Real-time analysis roadblocks
Gualtieri sees two main real-time hurdles for Hadoop. First, he said, most of the new Hadoop query engines still aren't as fast as running queries against mainstream relational databases. Tools like Impala and Hawq provide interfaces that enable end users to write queries in the SQL programming language. The queries then get translated into MapReduce for execution on a Hadoop cluster, but that process is inherently slower than running a SQL query directly against a relational database, according to Gualtieri.

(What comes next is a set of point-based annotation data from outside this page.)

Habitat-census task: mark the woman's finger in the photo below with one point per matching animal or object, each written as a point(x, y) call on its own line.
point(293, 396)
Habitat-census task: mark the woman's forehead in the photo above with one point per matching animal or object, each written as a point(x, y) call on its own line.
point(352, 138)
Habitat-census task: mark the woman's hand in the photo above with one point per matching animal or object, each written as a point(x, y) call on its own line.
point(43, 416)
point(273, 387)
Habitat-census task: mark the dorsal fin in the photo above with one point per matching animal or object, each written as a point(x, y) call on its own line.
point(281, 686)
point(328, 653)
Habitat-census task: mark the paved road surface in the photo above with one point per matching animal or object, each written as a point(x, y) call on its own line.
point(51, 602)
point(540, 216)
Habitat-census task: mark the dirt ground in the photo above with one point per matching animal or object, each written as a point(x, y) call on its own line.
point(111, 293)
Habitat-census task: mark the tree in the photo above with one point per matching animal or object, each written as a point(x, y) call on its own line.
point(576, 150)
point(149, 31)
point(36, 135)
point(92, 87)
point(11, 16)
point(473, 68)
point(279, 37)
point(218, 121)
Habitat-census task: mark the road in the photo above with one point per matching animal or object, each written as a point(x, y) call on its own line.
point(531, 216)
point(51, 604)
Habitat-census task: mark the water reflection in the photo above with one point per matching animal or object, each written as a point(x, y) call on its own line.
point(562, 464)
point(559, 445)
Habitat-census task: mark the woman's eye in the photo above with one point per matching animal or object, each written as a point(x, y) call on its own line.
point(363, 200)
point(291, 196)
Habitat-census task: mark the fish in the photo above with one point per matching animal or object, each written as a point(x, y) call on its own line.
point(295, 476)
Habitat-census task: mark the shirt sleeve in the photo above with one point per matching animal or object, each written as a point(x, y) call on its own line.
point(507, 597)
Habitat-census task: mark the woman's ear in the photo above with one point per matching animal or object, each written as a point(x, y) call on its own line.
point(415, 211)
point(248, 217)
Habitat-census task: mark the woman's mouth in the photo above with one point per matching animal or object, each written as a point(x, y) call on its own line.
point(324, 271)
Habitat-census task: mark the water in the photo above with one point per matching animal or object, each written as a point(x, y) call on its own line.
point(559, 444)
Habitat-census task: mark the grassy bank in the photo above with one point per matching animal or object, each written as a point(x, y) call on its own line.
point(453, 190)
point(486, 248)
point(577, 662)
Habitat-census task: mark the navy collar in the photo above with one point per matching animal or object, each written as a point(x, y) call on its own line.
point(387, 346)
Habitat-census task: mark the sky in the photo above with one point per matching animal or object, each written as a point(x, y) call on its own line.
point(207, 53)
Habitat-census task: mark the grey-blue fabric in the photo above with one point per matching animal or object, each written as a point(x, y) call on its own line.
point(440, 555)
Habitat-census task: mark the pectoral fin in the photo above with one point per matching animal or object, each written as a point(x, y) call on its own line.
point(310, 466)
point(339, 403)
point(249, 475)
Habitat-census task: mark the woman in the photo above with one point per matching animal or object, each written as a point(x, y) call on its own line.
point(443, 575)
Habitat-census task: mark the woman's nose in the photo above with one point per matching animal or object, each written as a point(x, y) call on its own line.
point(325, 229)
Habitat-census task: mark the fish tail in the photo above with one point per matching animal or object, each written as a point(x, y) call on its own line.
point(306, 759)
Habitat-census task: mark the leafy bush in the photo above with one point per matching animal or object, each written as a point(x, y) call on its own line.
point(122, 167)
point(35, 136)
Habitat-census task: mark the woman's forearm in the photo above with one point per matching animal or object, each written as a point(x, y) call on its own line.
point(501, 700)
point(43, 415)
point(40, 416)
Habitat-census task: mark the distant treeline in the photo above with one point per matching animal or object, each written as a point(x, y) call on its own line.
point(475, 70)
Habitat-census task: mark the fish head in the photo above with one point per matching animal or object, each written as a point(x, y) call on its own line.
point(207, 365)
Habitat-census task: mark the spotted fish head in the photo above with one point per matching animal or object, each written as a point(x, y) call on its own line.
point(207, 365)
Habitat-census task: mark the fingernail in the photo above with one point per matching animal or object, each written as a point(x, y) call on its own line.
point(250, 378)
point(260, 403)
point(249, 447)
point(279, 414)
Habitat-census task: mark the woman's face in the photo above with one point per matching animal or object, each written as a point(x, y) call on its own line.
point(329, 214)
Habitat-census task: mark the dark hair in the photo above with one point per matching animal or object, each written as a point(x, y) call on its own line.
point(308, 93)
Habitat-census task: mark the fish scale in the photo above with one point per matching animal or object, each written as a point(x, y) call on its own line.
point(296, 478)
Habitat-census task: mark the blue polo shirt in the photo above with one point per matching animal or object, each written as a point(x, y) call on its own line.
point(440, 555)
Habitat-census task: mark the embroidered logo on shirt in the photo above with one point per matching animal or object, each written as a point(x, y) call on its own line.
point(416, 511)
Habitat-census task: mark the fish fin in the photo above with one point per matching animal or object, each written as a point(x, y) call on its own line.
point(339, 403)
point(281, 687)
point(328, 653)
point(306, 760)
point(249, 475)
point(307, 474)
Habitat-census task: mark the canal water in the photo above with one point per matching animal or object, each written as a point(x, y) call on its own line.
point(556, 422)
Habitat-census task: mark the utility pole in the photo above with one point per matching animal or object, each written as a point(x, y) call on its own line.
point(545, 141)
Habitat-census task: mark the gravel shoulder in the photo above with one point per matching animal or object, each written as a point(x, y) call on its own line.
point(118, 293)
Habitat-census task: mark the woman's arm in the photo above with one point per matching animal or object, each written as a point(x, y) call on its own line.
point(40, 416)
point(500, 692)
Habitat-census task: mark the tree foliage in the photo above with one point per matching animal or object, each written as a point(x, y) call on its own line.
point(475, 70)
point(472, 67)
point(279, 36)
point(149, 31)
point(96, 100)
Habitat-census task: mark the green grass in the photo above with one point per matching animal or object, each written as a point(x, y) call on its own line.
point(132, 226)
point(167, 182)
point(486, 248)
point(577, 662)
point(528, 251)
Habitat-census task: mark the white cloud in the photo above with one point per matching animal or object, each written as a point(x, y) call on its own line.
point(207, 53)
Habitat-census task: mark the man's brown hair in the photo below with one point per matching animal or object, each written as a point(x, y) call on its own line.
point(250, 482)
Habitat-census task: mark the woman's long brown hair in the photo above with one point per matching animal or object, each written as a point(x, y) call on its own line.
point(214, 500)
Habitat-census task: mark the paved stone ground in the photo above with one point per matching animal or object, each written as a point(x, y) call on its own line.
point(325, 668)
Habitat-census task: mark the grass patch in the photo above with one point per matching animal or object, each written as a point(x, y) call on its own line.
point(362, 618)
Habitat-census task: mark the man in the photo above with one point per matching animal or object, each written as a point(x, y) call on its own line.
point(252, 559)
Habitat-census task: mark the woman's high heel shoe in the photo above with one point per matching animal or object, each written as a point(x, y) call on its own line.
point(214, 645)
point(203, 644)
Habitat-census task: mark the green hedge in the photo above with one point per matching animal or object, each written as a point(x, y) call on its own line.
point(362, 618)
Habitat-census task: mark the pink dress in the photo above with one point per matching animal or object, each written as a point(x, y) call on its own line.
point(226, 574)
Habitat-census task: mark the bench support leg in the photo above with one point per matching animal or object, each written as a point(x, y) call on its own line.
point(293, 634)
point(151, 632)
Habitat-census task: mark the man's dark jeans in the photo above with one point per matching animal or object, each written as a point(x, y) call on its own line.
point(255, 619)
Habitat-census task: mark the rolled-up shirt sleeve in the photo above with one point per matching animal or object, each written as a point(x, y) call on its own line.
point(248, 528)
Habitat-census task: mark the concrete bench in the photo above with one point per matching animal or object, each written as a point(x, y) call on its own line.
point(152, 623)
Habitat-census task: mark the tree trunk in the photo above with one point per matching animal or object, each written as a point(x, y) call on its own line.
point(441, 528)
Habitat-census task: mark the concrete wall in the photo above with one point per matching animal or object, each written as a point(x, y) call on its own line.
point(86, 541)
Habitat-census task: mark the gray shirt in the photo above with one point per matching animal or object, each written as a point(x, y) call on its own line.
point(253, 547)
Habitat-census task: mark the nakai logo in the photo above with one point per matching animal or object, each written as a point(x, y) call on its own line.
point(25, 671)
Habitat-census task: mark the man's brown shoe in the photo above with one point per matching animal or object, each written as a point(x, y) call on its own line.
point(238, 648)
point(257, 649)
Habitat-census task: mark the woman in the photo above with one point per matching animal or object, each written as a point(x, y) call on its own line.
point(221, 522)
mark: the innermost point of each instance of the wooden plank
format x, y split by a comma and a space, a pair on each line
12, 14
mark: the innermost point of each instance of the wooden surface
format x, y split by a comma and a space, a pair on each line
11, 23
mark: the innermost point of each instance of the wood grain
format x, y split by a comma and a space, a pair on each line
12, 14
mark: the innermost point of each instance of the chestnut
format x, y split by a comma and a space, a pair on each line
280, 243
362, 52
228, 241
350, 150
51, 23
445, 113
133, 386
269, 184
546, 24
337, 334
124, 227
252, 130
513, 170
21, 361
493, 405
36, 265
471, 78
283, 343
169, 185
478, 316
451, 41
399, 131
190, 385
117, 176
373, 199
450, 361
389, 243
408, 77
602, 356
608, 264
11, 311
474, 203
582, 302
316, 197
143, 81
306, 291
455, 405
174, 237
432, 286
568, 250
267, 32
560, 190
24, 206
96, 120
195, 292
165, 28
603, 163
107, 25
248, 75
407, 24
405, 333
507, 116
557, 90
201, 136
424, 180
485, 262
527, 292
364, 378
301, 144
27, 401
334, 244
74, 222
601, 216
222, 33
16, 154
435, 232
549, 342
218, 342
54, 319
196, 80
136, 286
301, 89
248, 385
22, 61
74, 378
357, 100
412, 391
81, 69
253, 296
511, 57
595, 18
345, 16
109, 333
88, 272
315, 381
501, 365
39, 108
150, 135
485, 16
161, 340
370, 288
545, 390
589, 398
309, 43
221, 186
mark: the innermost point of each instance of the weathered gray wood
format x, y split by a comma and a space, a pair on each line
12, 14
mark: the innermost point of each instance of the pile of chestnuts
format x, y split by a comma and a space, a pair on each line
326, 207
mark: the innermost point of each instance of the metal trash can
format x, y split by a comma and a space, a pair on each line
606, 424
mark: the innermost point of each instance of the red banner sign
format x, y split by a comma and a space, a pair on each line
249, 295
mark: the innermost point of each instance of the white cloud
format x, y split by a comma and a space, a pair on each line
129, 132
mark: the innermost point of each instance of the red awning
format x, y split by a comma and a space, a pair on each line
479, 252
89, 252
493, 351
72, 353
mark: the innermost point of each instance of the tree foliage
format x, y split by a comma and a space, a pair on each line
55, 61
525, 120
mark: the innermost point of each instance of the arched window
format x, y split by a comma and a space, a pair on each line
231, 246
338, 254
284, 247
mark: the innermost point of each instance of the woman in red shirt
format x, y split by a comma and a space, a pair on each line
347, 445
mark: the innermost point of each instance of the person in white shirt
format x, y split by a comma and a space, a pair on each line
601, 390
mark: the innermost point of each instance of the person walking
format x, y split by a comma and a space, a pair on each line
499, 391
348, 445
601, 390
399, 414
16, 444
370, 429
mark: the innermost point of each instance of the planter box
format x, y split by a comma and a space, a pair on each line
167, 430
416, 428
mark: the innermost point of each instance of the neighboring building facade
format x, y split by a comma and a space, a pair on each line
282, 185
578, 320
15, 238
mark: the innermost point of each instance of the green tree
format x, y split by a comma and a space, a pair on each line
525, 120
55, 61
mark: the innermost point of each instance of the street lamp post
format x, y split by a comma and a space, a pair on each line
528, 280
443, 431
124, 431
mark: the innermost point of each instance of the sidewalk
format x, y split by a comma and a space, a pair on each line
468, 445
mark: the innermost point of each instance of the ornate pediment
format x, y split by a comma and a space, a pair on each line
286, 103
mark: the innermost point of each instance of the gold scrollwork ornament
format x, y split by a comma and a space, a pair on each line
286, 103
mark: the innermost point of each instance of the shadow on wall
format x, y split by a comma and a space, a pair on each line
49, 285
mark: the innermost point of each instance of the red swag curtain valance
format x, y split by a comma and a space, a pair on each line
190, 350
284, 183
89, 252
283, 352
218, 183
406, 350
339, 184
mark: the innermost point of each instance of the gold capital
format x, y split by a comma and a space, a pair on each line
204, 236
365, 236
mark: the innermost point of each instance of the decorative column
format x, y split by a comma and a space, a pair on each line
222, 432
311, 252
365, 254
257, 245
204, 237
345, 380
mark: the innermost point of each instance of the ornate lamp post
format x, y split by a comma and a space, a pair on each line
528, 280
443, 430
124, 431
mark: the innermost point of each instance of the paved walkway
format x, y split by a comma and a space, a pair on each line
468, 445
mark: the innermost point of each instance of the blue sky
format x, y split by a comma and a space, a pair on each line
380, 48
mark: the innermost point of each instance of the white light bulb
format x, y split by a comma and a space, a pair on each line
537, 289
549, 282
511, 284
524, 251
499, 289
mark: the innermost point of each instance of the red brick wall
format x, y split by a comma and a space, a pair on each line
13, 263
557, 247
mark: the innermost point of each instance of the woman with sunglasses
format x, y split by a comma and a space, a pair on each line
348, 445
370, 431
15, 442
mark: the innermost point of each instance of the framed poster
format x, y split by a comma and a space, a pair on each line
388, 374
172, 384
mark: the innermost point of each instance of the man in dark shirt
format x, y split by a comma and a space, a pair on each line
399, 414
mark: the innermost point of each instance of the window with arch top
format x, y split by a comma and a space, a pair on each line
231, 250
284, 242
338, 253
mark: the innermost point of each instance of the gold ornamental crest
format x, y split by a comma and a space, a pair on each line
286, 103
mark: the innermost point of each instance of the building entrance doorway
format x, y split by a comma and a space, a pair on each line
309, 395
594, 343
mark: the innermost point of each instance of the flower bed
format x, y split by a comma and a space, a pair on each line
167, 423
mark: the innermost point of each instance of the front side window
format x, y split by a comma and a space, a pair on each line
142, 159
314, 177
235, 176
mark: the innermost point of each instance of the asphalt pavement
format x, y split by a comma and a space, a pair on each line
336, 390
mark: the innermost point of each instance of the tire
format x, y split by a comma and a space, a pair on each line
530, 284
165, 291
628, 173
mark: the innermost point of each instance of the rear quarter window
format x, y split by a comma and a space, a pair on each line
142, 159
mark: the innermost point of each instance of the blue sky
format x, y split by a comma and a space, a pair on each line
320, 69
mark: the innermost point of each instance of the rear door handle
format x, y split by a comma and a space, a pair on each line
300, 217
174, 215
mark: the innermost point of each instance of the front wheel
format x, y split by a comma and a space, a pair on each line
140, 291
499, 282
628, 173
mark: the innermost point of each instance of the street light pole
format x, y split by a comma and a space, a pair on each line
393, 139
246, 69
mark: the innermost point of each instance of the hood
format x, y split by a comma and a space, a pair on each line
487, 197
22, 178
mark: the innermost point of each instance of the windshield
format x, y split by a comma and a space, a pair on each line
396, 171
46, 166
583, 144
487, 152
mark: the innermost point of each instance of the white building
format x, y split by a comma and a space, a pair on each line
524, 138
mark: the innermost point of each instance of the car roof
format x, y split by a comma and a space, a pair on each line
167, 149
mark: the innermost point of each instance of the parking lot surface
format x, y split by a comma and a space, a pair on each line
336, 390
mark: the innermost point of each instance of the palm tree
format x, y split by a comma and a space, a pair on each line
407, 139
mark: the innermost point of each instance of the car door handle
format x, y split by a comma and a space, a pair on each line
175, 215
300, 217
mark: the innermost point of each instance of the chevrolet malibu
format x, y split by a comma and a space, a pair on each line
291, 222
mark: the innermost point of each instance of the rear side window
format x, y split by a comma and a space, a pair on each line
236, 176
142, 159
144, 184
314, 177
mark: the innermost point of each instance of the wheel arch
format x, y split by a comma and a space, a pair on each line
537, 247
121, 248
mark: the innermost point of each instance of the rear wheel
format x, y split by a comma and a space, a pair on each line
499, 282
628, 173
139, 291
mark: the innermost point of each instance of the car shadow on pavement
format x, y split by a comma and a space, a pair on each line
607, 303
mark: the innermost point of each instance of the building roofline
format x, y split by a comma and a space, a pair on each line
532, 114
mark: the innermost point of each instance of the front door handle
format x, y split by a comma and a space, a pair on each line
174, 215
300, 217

More info on real-time analytics
Read a series of articles on real-time analytics best practices
Learn how one company made real-time analysis a reality
Find out how big data can strain real-time BI systems
The second challenge Gualtieri sees is that Hadoop currently is a read-only system once data has been written into the Hadoop Distributed File System (HDFS). Users can't easily insert, delete or modify individual pieces of data stored in the file system like they can in a relational database, he said.
While the challenges are real, Gualtieri thinks they can be overcome. For example, Hadoop 2 includes a capability for appending data to HDFS files.
Gartner Inc. analyst Nick Heudecker said via email that even though the new query engines might not support true real-time data analytics functionality, they do enable users with less technical expertise to access and analyze data stored in Hadoop. That can decrease the cycle time and cost associated with running Hadoop analytics jobs because MapReduce developers no longer need to be involved in writing queries, he said.
Organizations will have to decide for themselves whether that's enough of a justification for deploying such tools. The scalability and affordability of Hadoop are also alluring -- but that can lead some businesses down the wrong path, said Patricia Gorla, a consultant at IT services provider OpenSource Connections LLC in Charlottesville, Va. What's required, Gorla cautioned, is finding the best fit for Hadoop -- and not trying to force-fit it into a systems architecture where it doesn't belong. "Hadoop is good at what it's good at and not at what it's not," she said.